Si on prend les candidats qui ont eu 16/20 au bac, leur moyenne s'échelonne de 3 à 18. Pour les STAPS, le même programme aurait été utilisé sur toute la France.
Cela dit, cet algorithme nous apprend que les universités pouvaient prendre tout le monde, surtout s'il n'y a pas eu de tirage au sort l'année dernière.
Une initiative à encourager
La publication du code sur framagit est une très bonne chose. La réactivité du seul développeur, à savoir Hugo Gimbert est à saluer. Il a résolu des problèmes complexes en voulant remplacer l'algorithme des mariages stables utilisé par APB. Il répond aux questions, corrige son code, qui par conséquent s'améliore grâce aux citoyens.
La lecture du code nous apprend que l'ordre d'appel des candidats n'est pas du tout le classement pédagogique, que des universités ont pu classer tout le monde égaux, que le décès d'un candidat est envisagé, ou que le surbooking est possible..
Mais c'est vraiment une toute petite partie du code. On attend le reste ! Si cette partie algorithmique semble d'une bonne qualité, l'interface web, c'est une autre affaire. J'espère que les parents qui lisent pas ou peu le français trouveront de l'aide.
Mettre des lycéens au cœur d'un test à l'échelle nationale est soit très amusant si on voit le côté jeu vidéo, soit sadique.
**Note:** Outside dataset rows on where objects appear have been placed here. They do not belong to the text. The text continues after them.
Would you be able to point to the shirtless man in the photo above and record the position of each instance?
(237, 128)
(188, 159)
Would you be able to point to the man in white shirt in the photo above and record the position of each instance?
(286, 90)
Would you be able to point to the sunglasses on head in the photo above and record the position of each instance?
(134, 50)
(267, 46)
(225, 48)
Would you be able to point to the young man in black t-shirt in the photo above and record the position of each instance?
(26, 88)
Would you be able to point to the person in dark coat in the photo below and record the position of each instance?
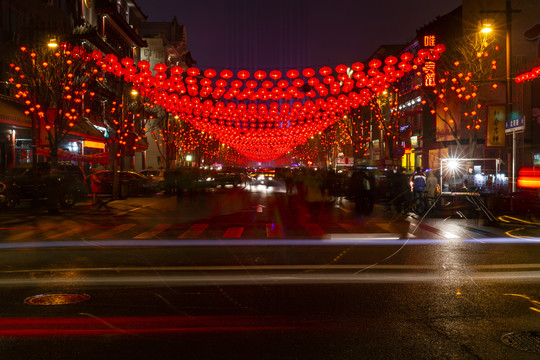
(402, 190)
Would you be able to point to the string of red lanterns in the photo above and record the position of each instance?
(265, 114)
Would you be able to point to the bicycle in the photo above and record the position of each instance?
(419, 204)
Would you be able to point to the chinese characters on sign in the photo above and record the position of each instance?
(429, 74)
(515, 124)
(429, 41)
(495, 126)
(429, 66)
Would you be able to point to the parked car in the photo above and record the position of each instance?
(157, 177)
(21, 182)
(131, 183)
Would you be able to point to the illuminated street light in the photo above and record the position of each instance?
(486, 26)
(53, 44)
(453, 165)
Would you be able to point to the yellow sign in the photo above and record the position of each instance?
(495, 125)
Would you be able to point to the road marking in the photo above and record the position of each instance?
(233, 232)
(388, 227)
(63, 234)
(315, 230)
(445, 234)
(432, 267)
(23, 235)
(115, 230)
(154, 232)
(194, 231)
(202, 278)
(274, 230)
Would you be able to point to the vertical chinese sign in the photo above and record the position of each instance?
(429, 66)
(495, 125)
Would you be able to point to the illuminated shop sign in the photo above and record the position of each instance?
(429, 66)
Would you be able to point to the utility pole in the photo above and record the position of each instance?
(508, 11)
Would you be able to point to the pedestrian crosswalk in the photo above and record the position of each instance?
(190, 231)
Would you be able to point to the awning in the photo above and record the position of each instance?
(12, 113)
(100, 158)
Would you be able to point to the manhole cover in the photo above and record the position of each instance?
(56, 299)
(524, 340)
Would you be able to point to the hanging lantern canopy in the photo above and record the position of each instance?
(325, 71)
(260, 75)
(243, 74)
(226, 74)
(159, 67)
(341, 69)
(292, 74)
(275, 74)
(143, 64)
(375, 63)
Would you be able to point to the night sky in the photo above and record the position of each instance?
(281, 34)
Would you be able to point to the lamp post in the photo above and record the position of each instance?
(487, 28)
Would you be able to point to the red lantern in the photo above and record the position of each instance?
(283, 83)
(226, 74)
(159, 67)
(375, 63)
(439, 48)
(251, 83)
(267, 84)
(391, 60)
(193, 71)
(275, 74)
(221, 83)
(357, 66)
(260, 75)
(341, 69)
(210, 73)
(292, 74)
(308, 72)
(143, 64)
(243, 74)
(325, 71)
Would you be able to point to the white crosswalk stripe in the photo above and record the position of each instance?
(154, 232)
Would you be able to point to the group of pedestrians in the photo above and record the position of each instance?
(407, 189)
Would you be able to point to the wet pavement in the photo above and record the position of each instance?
(256, 273)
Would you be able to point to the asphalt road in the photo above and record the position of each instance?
(254, 273)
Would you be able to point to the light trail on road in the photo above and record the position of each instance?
(383, 240)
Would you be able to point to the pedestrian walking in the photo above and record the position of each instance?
(95, 186)
(402, 190)
(432, 184)
(419, 183)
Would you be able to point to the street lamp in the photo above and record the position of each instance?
(508, 101)
(486, 26)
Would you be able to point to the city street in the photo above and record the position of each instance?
(254, 270)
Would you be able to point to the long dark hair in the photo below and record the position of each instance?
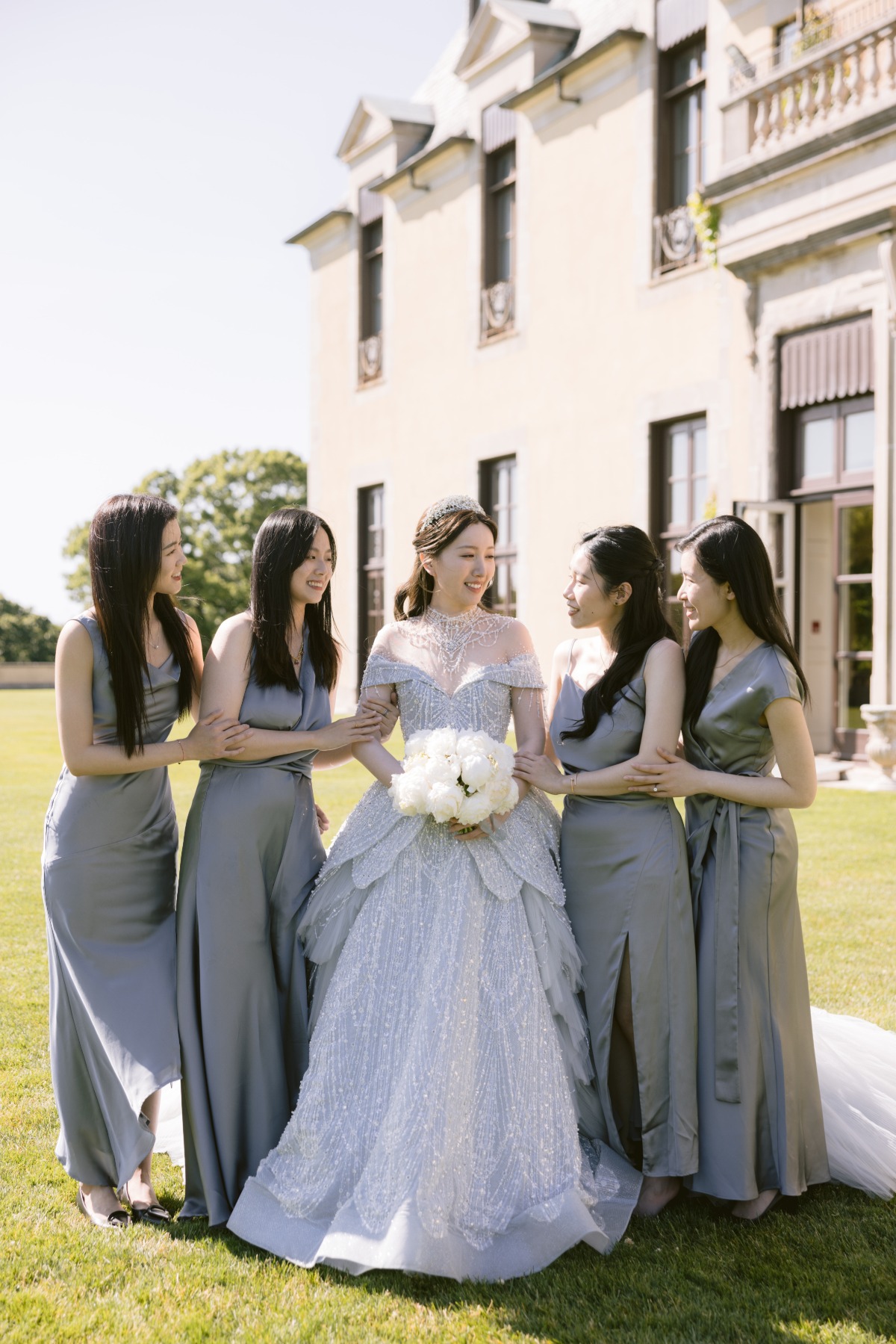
(623, 555)
(281, 546)
(732, 553)
(415, 593)
(125, 557)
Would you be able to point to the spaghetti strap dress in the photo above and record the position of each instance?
(761, 1115)
(109, 876)
(625, 870)
(252, 852)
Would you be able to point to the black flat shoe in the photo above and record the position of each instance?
(153, 1214)
(782, 1204)
(113, 1222)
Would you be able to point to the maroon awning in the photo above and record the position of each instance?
(827, 363)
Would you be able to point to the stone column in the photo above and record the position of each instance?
(880, 721)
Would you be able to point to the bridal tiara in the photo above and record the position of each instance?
(452, 504)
Si le résultat de l'expérience Parcoursup est catastrophique, des milliers de jeunes se retrouveront sans solution. Ils auront juste passé le bac la mauvaise année.
Mettre des lycéens au cœur d'un test à l'échelle nationale est soit très amusant si on voit le côté jeu vidéo, soit sadique. Si le résultat de l'expérience Parcoursup est catastrophique, des milliers de jeunes se retrouveront sans solution. Ils auront juste passé le bac la mauvaise année.
- Maj Doc Algo
- ConnecteurDonneesAppelOracle.java
- Tweet de F. Tétard.
- Ertzscheid, Olivier (24 mai 2018). "Le jeune président de la Start-up Nation était en fait un vieux con comme les autres". Affordance.info [carnet de recherche]. ISSN 2260-1856. Consulté le 25 mai 2018. http://affordance.typepad.com/mon_weblog/2018/05/jeune-president-vieux-con.html
- Ouattara, Guillaume (22 mai 2018) "Que révèle une première analyse du code source de Parcoursup ?"
Commentaires
Autre erreur souvent vue dans les commentaires sur APB: celui-ci n’optimisait pas, stricto sensu, les préférences des candidats car il utilisait la version formations proposant de l’algorithme d’acceptation différée (mais pour des problèmes de cette taille il n’y a en général qu’un seul matching stable, donc il est probable que APB donne aussi le matching student-optimal).
Le candidat est obligé d'agir à partir du moment où il a au moins 2 propositions. Il doit en choisir une seule. Ce n'est qu'à ce moment là que les places se libèrent.
Le matching calculé au jour le jour par parcoursup converge très exactement vers le matching qui aurait été calculé par APB (en tenant compte des démissions). En supposant les préférences des étudiants indépendantes du temps, hypothèse non-satisfaite ni dans APB et ses trois phases, ni dans Parcoursup et ses n phases.
En simulation le matching Parcoursup converge rapidement vers le matching APB. Les observations actuelles sur les temps de réponse nous placent au dessus d'un scénario optimiste.